Although not pathognomonic, most SOTs are detected during routine radiographic examination as a radiolucent, unilocular, triangular-shaped image associated with the roots of adjacent teeth. The tumor may be misdiagnosed from the time when the lesion is referred to as a severe periodontal defect. Some rare cases exhibit a multilocular radiolucency, circumscription of the tumor with a cortical border or, in more aggressive cases, lack of definition of tumor margins. In addition to advanced periodontal bone loss, Langerhans cell disease, lateral periodontal cyst, keratocystic odontogenic tumor, central odontogenic fibroma and other odontogenic tumors should be included in the radiographic differential diagnosis(2-6, 11-13). Although computed tomography permits to delimit the tumor, the present case exhibited an uncommon radiographic feature, i.e., the presence of a multilocular radiolucent image.

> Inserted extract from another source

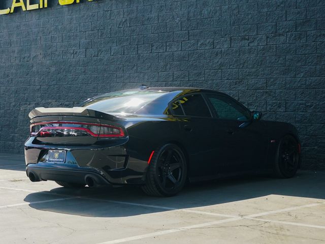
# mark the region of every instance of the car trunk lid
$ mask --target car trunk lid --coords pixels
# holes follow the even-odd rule
[[[30,136],[41,143],[93,144],[126,136],[122,118],[85,108],[37,108],[29,116]]]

Microscopically, SOT is characterized by multiple proliferations of squamous epithelium surrounded by a moderately cellular fibrous-collagenous connective tissue stroma. The epithelial islands, which can be smoothly contoured and demarcated from the stroma and vary in size and shape, occasionally exhibit foci of cystic degeneration and central calcification. The harmless appearance of the pavement epithelium characterizes the lesion, since ameloblastic nuclear polarization and a palisade-like arrangement of peripheral columnar cells are absent in SOTs. Furthermore, the squamous odontogenic tumor-like proliferations seen in the walls of inflammatory odontogenic cysts are not considered a manifestation of SOT(2-6, 11-13). Therefore, the histopathological differential diagnoses for SOT include the acanthomatous and desmoplastic ameloblastoma and gingival squamous cell carcinoma; however, SOT shows no microscopic evidence of malignancy(2, 3, 5).

Treatment of SOT consists of conservative surgical removal (local excision), enucleation and/or complete curettage. However, more aggressive intervention may be necessary in the case of tumors located in the maxilla due to the aggressive potential of the lesion at this site. Recurrence is rarely reported in the literature and is attributed to incomplete removal of the initial tumor. In these cases, the extraction of adjacent teeth involved in the tumor is indicated(2, 4-6). Only one case of recurrence was observed among the six cases evaluated by Pullon et al.(1).

The present results demonstrate the need for a comprehensive diagnostic evaluation considering all clinical, radiographic and especially histopathologic features in order to guarantee the success of treatment indicated in each case, promoting quality of life for patients with SOT. In addition, the present case highlights the importance of individual analysis of each case.